My immediate reaction was that this was putting new wine into old bottles, or perhaps old wine into new bottles; at any rate the most likely result of combining old and new was to get the worst features of both. Perhaps it would be the best, but that was highly improbable.

I came to Southern California a little more than a year ago before the last Pacific Electric service was discontinued, so I never knew the system, but I kept hearing from older residents about how they had loved those Big Red Cars. Having always been fascinated by anything that ran on rails, I sympathized. I thought it shortsighted that the P. E. track on the San Bernardino Freeway median between Los Angeles and El Monte, then used only for local freight, it should not have been converted into a rapid transit line when the Freeway was built. And it might have been wise if some provision had been made to reserve the P. E. rights-of-way for possible future transit use - - perhaps as busways,.

However, after a few years of reading theses and papers dealing with the Pacific Electric, I became acquainted with its balance sheets. These made it clear that however much Southern California may have loved the Big Red Cars, from 1930 on they did not express this affection by paying to ride on them, at least not in sufficient numbers to keep the system solvent. Professor Hilton has confirmed this revised point of view. He makes it abundantly clear that the Pacific Electric died of an ailment best described as incurable obsolescence.

He has offered useful comparisons with other interurbans. The Chicago lines had the advantage of serving a more densely populated area and entering the city over transit and railroad tracks, but still failed. They had a handicap too that the Pacific Electric did not, in competing rail commuter lines, such as the Chicago and Northwestern's North Shore suburban service, which practically paralleled the Chicago North Shore and Milwaukee and still operates. Cleveland’s first rapid transit system, the Shaker Heights line, gained access to the city center over the Nickel Plate Railroad right-of-way, with the result that the present Cleveland Transit Authority's Shaker Heights and Windermere routes, serving the eastern side of the city, have not station between Public Square and 55th Street. This gap includes the Central Business District. At one time an expensive subway loop was planned to serve the CBD, but it has not yet been built.

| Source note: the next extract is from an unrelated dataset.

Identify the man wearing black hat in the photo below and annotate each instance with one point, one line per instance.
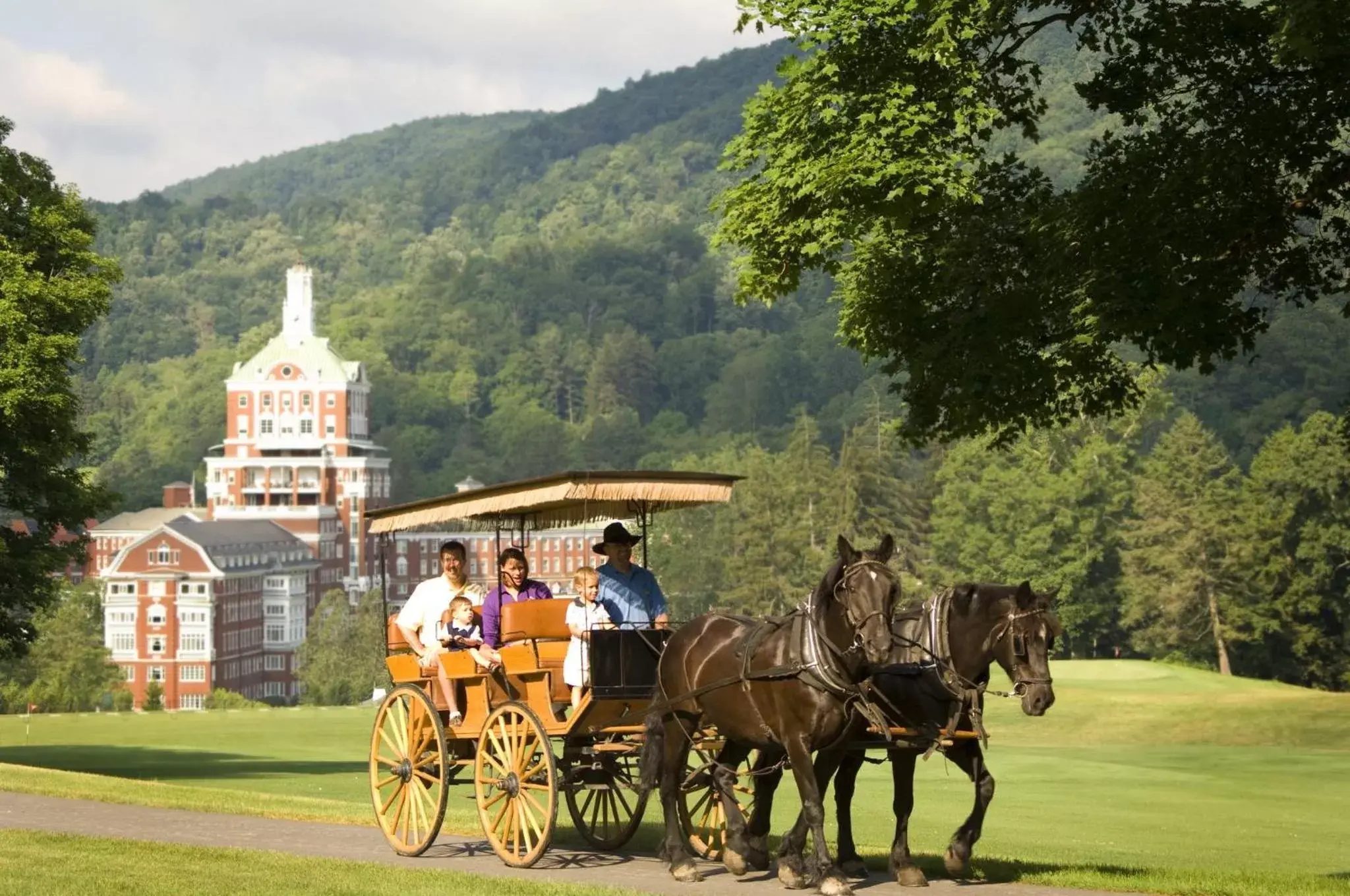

The record seems convincing. Attempting to bring back the Big Red Cars as a comprehensive solution for mass transportation in Greater Los Angeles would be a costly mistake. I any case, let's not mix technologies. If there are specific routes where rail transit is viable choice, then restore essentially the simple Red Car technology. Adding refinements increases cost without corresponding benefits. For example, line-haul above 45 m.p.h. require expensive and complex equipment, increasing the risk of breakdown, and are attainable only by putting stations so far apart as to reduce gravely the usefulness of the system. Accessibility is far more important than speed. Toronto has an excellent public transportation systems, including a modern subway, but it is underused. A survey in 1973 suggested adding sedan chairs to the system since it appeared that patrons would not walk as much as half a mile to reach a station, or even a bus stop. (Los Angeles Times, June 8, 1973.)

If we really want to apply modern commuter technology, let's apply it in modern ways: flexible routing and scheduling of buses, monitoring freeway traffic in terms of car occupancy and time of usage-even determining where some form of fixed guideway may actually be applicable.